Effects of Edaravone, a Free Radical Scavenger, on Circulating Levels of MMP-9 and Hemorrhagic Transformation in Patients with Intravenous Thrombolysis Using Low-dose Alteplase

Abstract

Matrix metalloproteinase-9 (MMP-9) plays a key role for the blood-brain barrier disruption and intravenous tissue plasminogen activator (iv-tPA) therapy increases MMP-9. Edaravone, a free radical scavenger, reduces MMP-9-related blood-brain barrier disruption. We aimed to investigate whether edaravone would suppress the MMP-9 increase after iv-tPA using low-dose alteplase (0.6 mg/kg). Patients hospitalized within 12 hours after ischemic stroke onset between April 2008 and June 2013 were retrospectively examined. Patients with slight deficits (National Institutes of Health Stroke Scale score ≤ 4), stroke caused by arterial dissection, severe inflammatory disease or autoimmune disease, or regular use of steroid were excluded. Serum concentrations of high-sensitivity C-reactive protein, interleukin-6, MMP-2, and MMP-9 were serially measured at admission, after 24 hours, day 7, and day 14. General linear models were used to compare changes in concentrations of these biomarkers over time. A total of 63 patients (38 men, aged 74.48 ± 13.8 years) were studied. Patients were divided into 2 groups according to the iv-tPA therapy, that is, tPA group (n = 32) and non-tPA group (n = 31). Edaravone was administered routinely except for contraindication (90.6% in the tPA group and 87.1% in the non-tPA group). Significant interaction of group × time factor was observed only in MMP-9 concentrations by repeated-measure analysis of variance (P = .004).

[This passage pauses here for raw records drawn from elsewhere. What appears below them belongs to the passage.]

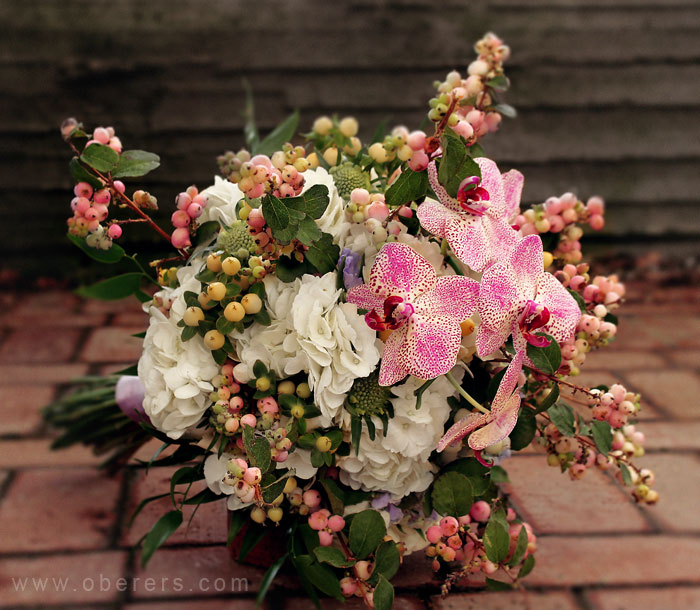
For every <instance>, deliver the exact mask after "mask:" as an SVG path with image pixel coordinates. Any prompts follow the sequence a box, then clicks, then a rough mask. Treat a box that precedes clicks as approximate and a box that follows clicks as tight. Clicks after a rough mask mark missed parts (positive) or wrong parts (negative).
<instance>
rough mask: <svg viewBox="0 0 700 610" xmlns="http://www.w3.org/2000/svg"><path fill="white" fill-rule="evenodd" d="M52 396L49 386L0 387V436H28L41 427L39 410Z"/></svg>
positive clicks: (44, 405) (53, 391)
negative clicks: (26, 434) (0, 410)
mask: <svg viewBox="0 0 700 610" xmlns="http://www.w3.org/2000/svg"><path fill="white" fill-rule="evenodd" d="M53 395H54V389H53V388H52V387H51V386H27V387H22V386H0V405H2V407H1V408H2V418H0V434H29V433H31V432H34V431H35V430H36V429H37V428H38V427H39V426H40V425H41V412H40V411H41V408H42V407H44V406H46V405H47V404H48V403H49V402H50V401H51V399H52V398H53Z"/></svg>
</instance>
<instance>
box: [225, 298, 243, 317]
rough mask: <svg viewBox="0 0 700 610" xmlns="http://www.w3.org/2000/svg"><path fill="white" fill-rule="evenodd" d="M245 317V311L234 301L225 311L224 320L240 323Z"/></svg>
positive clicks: (226, 307) (233, 301)
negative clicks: (243, 317)
mask: <svg viewBox="0 0 700 610" xmlns="http://www.w3.org/2000/svg"><path fill="white" fill-rule="evenodd" d="M244 316H245V309H243V305H241V304H240V303H239V302H238V301H233V302H232V303H229V304H228V305H226V308H225V309H224V318H226V319H227V320H228V321H229V322H240V321H241V320H242V319H243V317H244Z"/></svg>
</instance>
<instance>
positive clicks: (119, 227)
mask: <svg viewBox="0 0 700 610" xmlns="http://www.w3.org/2000/svg"><path fill="white" fill-rule="evenodd" d="M114 188H115V189H116V190H117V191H119V192H121V193H123V192H124V189H125V187H124V184H123V183H122V182H120V181H119V180H115V182H114ZM73 193H74V195H75V197H73V199H72V201H71V204H70V205H71V210H73V216H72V217H71V218H69V219H68V221H67V224H68V232H69V233H70V234H71V235H75V236H77V237H85V242H86V243H87V245H88V246H90V247H91V248H98V249H100V250H109V249H110V248H111V247H112V240H113V239H118V238H119V237H121V234H122V229H121V227H120V226H119V225H118V224H111V225H110V226H109V227H108V228H105V226H104V225H103V224H102V223H103V222H104V221H105V220H107V217H108V216H109V203H110V201H111V200H112V194H111V192H110V190H109V189H108V188H101V189H99V190H97V191H95V190H94V189H93V188H92V186H91V185H90V184H88V183H87V182H78V184H76V185H75V187H74V188H73Z"/></svg>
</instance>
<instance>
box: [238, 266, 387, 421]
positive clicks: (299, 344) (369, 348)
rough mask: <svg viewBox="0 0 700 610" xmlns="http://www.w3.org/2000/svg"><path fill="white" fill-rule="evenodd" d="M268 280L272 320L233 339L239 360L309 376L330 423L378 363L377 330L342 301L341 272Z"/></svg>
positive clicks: (351, 306) (245, 361)
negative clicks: (288, 282) (369, 325)
mask: <svg viewBox="0 0 700 610" xmlns="http://www.w3.org/2000/svg"><path fill="white" fill-rule="evenodd" d="M264 281H265V289H266V292H267V303H268V313H269V314H270V318H271V321H272V322H271V324H270V325H269V326H261V325H260V324H253V325H252V326H251V327H249V328H248V329H246V330H245V331H244V332H243V333H233V334H232V335H231V337H232V339H233V340H234V341H235V346H236V348H237V353H238V356H239V359H240V361H241V362H245V363H248V364H250V363H253V362H255V361H256V360H262V362H264V363H265V365H266V366H267V367H269V368H271V369H272V370H274V371H275V373H276V374H277V375H278V376H280V377H289V376H291V375H294V374H296V373H299V372H305V373H308V375H309V386H310V387H311V389H312V390H313V391H314V400H315V403H316V405H317V406H318V407H319V409H321V417H320V423H321V425H323V426H327V425H330V423H331V422H332V421H334V420H336V419H337V417H338V415H339V414H340V412H341V409H342V404H343V401H344V400H345V394H346V393H347V391H348V390H349V389H350V387H351V386H352V384H353V381H354V380H355V379H356V378H358V377H366V376H367V375H369V374H370V373H371V372H372V371H373V370H374V368H375V367H376V366H377V363H378V362H379V350H378V349H377V339H376V335H375V332H374V331H373V330H372V329H370V328H369V327H368V326H367V325H366V324H365V322H364V319H363V318H362V316H359V315H358V314H357V307H356V306H355V305H352V304H350V303H341V302H339V298H340V295H341V293H342V291H341V290H338V289H337V288H336V282H337V274H336V272H331V273H327V274H325V275H323V276H321V277H316V276H312V275H304V276H303V277H301V278H298V279H297V280H295V281H294V282H290V283H287V284H285V283H284V282H281V281H280V280H278V279H277V278H276V277H274V276H268V277H266V278H265V280H264Z"/></svg>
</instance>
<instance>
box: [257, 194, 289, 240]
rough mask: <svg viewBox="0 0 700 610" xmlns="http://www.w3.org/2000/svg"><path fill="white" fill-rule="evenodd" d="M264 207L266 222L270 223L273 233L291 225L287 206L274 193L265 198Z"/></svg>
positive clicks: (273, 233) (269, 223)
mask: <svg viewBox="0 0 700 610" xmlns="http://www.w3.org/2000/svg"><path fill="white" fill-rule="evenodd" d="M262 209H263V215H264V216H265V222H267V224H268V225H270V228H271V229H272V232H273V234H274V233H275V232H277V231H281V230H283V229H286V228H287V227H288V226H289V212H288V211H287V206H286V205H285V204H284V203H282V201H281V200H280V199H278V198H277V197H275V196H274V195H267V196H266V197H265V198H264V199H263V204H262Z"/></svg>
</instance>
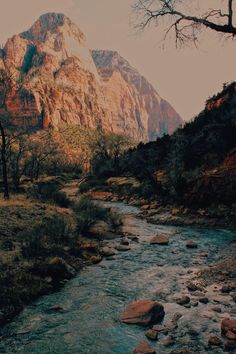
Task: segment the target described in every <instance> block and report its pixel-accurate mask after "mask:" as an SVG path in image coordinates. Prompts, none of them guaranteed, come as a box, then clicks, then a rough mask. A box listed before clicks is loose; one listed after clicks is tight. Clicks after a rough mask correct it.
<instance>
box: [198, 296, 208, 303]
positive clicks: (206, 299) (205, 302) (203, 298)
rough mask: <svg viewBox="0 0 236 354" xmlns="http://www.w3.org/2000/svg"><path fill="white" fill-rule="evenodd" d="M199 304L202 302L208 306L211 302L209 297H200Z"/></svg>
mask: <svg viewBox="0 0 236 354" xmlns="http://www.w3.org/2000/svg"><path fill="white" fill-rule="evenodd" d="M199 302H201V303H202V304H207V303H208V302H209V299H208V297H200V298H199Z"/></svg>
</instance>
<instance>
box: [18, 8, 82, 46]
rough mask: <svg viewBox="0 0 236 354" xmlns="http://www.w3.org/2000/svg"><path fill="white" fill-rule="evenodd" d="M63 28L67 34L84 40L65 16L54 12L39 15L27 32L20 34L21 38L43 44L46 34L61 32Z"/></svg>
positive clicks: (77, 27) (81, 36)
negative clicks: (70, 32)
mask: <svg viewBox="0 0 236 354" xmlns="http://www.w3.org/2000/svg"><path fill="white" fill-rule="evenodd" d="M63 27H66V28H67V32H73V34H74V35H75V36H76V35H77V37H78V38H81V37H83V38H84V34H83V33H82V32H81V31H80V29H79V28H78V27H77V26H76V25H75V24H74V23H73V22H72V21H71V20H70V19H69V18H68V17H67V16H66V15H64V14H62V13H55V12H48V13H46V14H43V15H41V16H40V17H39V19H38V20H37V21H36V22H35V23H34V24H33V25H32V27H31V28H30V29H29V30H28V31H25V32H23V33H22V34H21V37H23V38H25V39H28V40H31V41H37V42H43V41H45V39H46V38H47V35H48V33H51V34H53V33H58V32H62V31H63Z"/></svg>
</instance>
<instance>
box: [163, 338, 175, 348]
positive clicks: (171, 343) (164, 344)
mask: <svg viewBox="0 0 236 354" xmlns="http://www.w3.org/2000/svg"><path fill="white" fill-rule="evenodd" d="M174 344H175V340H174V338H173V337H172V336H168V337H166V338H165V339H164V340H163V341H162V345H164V346H165V347H170V346H172V345H174Z"/></svg>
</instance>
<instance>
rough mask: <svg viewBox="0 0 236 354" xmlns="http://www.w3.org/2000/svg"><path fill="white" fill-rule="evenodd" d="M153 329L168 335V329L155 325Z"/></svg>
mask: <svg viewBox="0 0 236 354" xmlns="http://www.w3.org/2000/svg"><path fill="white" fill-rule="evenodd" d="M152 329H153V330H154V331H156V332H158V333H163V334H168V329H167V328H166V327H165V326H162V325H155V326H153V327H152Z"/></svg>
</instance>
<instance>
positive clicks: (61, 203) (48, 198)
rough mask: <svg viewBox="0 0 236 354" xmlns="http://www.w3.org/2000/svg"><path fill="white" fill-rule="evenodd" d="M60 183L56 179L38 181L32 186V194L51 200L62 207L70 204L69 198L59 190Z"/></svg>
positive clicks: (44, 200) (40, 197)
mask: <svg viewBox="0 0 236 354" xmlns="http://www.w3.org/2000/svg"><path fill="white" fill-rule="evenodd" d="M60 188H61V183H60V182H59V181H58V180H52V181H46V182H39V183H37V185H36V186H35V187H34V190H33V196H34V197H37V198H39V199H40V200H42V201H48V202H53V203H55V204H57V205H59V206H60V207H62V208H68V207H69V206H70V200H69V199H68V198H67V196H66V194H65V193H64V192H61V191H60Z"/></svg>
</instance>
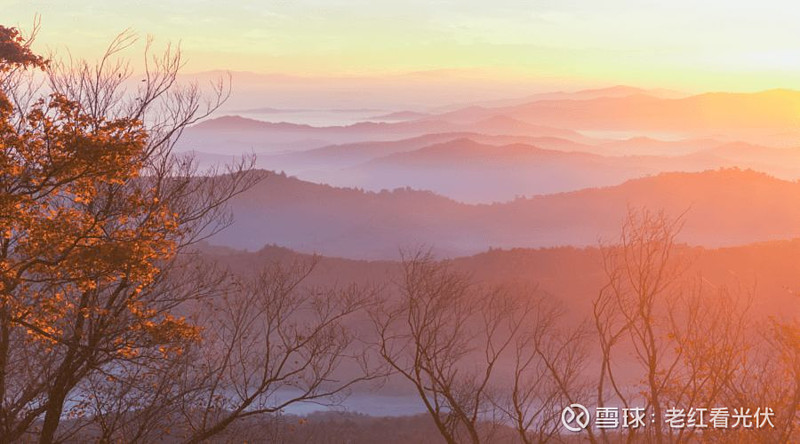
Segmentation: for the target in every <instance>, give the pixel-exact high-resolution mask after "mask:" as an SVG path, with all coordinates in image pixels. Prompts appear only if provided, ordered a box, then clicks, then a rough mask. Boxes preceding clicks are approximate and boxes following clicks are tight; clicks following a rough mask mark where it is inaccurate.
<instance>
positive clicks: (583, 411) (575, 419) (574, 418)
mask: <svg viewBox="0 0 800 444" xmlns="http://www.w3.org/2000/svg"><path fill="white" fill-rule="evenodd" d="M589 419H591V415H589V409H587V408H586V407H584V406H583V405H582V404H571V405H569V406H567V407H564V410H562V411H561V424H563V425H564V427H565V428H566V429H567V430H569V431H570V432H580V431H581V430H583V429H585V428H586V427H587V426H588V425H589Z"/></svg>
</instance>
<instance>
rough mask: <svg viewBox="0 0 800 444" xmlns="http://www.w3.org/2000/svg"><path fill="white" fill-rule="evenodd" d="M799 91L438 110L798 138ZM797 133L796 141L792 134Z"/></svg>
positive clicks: (591, 126) (571, 123) (559, 126)
mask: <svg viewBox="0 0 800 444" xmlns="http://www.w3.org/2000/svg"><path fill="white" fill-rule="evenodd" d="M799 114H800V92H797V91H792V90H770V91H763V92H758V93H706V94H699V95H694V96H689V97H683V98H660V97H654V96H651V95H647V94H640V93H637V94H633V95H627V96H619V97H607V96H606V97H596V98H591V99H583V100H574V99H553V100H536V101H532V102H529V103H525V104H520V105H513V106H503V107H493V108H486V107H471V108H464V109H461V110H457V111H452V112H449V113H444V114H440V115H437V116H435V117H434V118H437V119H444V120H448V121H453V122H462V123H465V122H470V121H478V120H481V119H485V118H487V117H490V116H494V115H504V116H508V117H510V118H514V119H518V120H522V121H526V122H536V123H537V124H540V125H550V126H555V127H560V128H571V129H574V130H589V131H595V132H597V131H607V132H610V131H623V132H638V133H640V135H644V134H646V133H651V134H667V135H671V136H672V137H675V136H676V135H680V136H683V137H686V136H689V135H694V136H695V137H698V136H699V137H719V136H723V135H724V136H726V137H729V138H731V139H736V138H740V139H745V140H747V141H751V142H754V143H765V144H768V145H771V144H774V143H777V142H782V144H787V143H790V144H796V140H797V139H796V136H797V134H798V129H799V128H800V119H799V118H798V115H799ZM793 138H794V141H792V139H793Z"/></svg>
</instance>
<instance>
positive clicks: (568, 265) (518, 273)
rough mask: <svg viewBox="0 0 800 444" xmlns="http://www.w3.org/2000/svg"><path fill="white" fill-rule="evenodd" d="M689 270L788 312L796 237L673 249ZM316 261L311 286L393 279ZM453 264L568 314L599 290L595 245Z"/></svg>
mask: <svg viewBox="0 0 800 444" xmlns="http://www.w3.org/2000/svg"><path fill="white" fill-rule="evenodd" d="M201 251H202V252H203V254H204V255H206V256H208V257H211V258H213V259H214V260H217V261H219V262H220V263H222V264H224V265H226V266H229V267H231V268H232V269H234V270H238V271H239V272H241V273H245V274H247V273H254V272H257V271H258V270H259V269H260V267H263V266H264V265H266V264H270V263H283V264H291V263H297V262H307V261H311V260H312V257H311V256H310V255H308V254H303V253H298V252H295V251H293V250H289V249H287V248H283V247H277V246H265V247H263V248H261V249H258V250H257V251H252V252H246V251H242V250H235V249H231V248H224V247H213V246H209V245H203V246H202V247H201ZM681 255H682V257H683V259H684V260H685V262H686V264H687V266H689V267H690V268H689V270H688V273H689V274H699V275H702V278H703V280H704V282H706V284H708V285H710V286H712V287H718V286H723V285H727V286H729V287H731V288H743V289H747V291H752V292H753V295H752V296H753V298H754V300H753V301H752V302H753V308H754V309H755V310H756V311H757V312H768V313H770V314H775V315H780V316H786V317H791V316H794V315H796V314H798V312H800V305H798V304H797V303H796V302H797V298H798V296H797V290H798V289H800V261H797V260H794V258H797V257H800V239H794V240H782V241H772V242H763V243H755V244H747V245H742V246H735V247H724V248H702V247H681ZM317 259H318V260H319V264H318V265H317V267H316V269H315V271H314V273H313V274H311V276H310V277H309V279H310V282H309V283H311V284H313V285H339V284H341V283H343V282H355V283H358V284H360V285H371V284H377V283H383V282H387V281H391V280H392V279H396V277H397V276H398V275H399V273H400V264H399V263H398V262H396V261H388V260H379V261H375V260H363V259H345V258H337V257H332V256H322V257H318V258H317ZM451 264H452V265H453V267H455V269H457V270H459V271H463V272H465V273H467V274H468V275H470V276H472V277H473V278H474V279H475V280H476V281H478V282H482V283H484V284H487V285H491V284H498V285H509V284H514V285H521V286H526V287H528V288H536V289H537V291H540V292H542V293H545V294H547V295H548V296H549V297H551V298H555V299H558V300H560V301H562V303H564V304H565V305H566V306H568V307H570V309H572V310H575V311H574V314H575V315H576V317H578V318H579V317H580V316H581V314H584V315H585V314H588V311H589V308H590V303H591V301H592V300H593V299H594V298H595V297H596V296H597V292H598V291H599V289H600V288H602V286H603V284H604V282H603V279H604V274H603V268H602V257H601V253H600V251H599V249H598V248H597V247H596V246H592V247H586V248H575V247H557V248H543V249H528V248H513V249H493V250H491V251H484V252H481V253H477V254H475V255H471V256H462V257H457V258H454V259H452V261H451Z"/></svg>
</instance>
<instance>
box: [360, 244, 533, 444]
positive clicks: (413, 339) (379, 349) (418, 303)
mask: <svg viewBox="0 0 800 444" xmlns="http://www.w3.org/2000/svg"><path fill="white" fill-rule="evenodd" d="M397 293H398V294H397V295H395V296H392V297H390V298H388V299H389V300H387V301H384V304H382V305H381V306H380V307H379V308H378V309H376V310H373V311H372V320H373V323H374V326H375V329H376V332H377V350H378V353H379V355H380V356H381V357H382V358H383V359H384V360H385V361H386V362H387V363H388V364H389V365H390V366H391V368H392V369H393V370H394V371H395V372H396V373H397V374H398V375H400V377H402V378H403V379H405V380H406V381H408V382H410V383H411V384H412V386H413V387H414V389H415V391H416V393H417V394H418V395H419V397H420V399H421V400H422V402H423V404H424V405H425V408H426V410H427V411H428V413H429V414H430V416H431V418H432V419H433V421H434V423H435V424H436V427H437V429H438V430H439V433H440V434H441V435H442V437H443V438H444V439H445V440H446V441H447V442H450V443H456V442H473V443H479V442H484V441H486V440H487V439H489V438H490V437H491V433H492V429H493V425H494V424H495V423H496V421H497V420H498V416H499V413H498V412H497V411H496V409H495V408H494V406H493V404H492V397H493V390H494V389H495V388H496V387H495V385H494V383H495V382H496V381H495V378H497V376H498V373H499V372H500V368H499V367H500V365H501V360H502V359H503V357H504V356H506V355H507V354H508V353H509V352H511V350H512V349H513V347H514V344H515V342H514V341H515V339H516V337H517V335H518V334H519V333H520V331H521V329H522V327H523V322H524V320H525V319H526V315H527V310H528V308H527V305H526V304H524V303H523V301H522V300H521V299H519V298H513V297H511V296H510V295H509V294H507V293H506V292H504V291H502V290H501V289H491V290H488V291H486V290H481V289H479V288H476V287H474V286H472V285H471V284H470V282H469V280H468V278H467V277H466V276H464V275H462V274H460V273H457V272H455V271H453V270H451V269H450V267H449V265H448V264H447V263H444V262H437V261H435V260H434V259H433V258H432V257H431V255H430V254H423V253H417V254H415V255H412V256H410V257H406V258H405V259H404V261H403V276H402V281H401V282H400V284H399V288H398V292H397Z"/></svg>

Association between iv-tPA therapy and subsequent hemorrhagic transformation was highly significant, but MMP-9 concentrations at any point did not predictive of subsequent hemorrhagic transformation (area under the receiver operating characteristic curve, .681). Low-dose iv-tPA increases MMP-9 concentration even in combination with Edaravone. The effect of higher dosage of Edaravone on circulating MMP-9 concentration and subsequent hemorrhagic transformation should be investigated.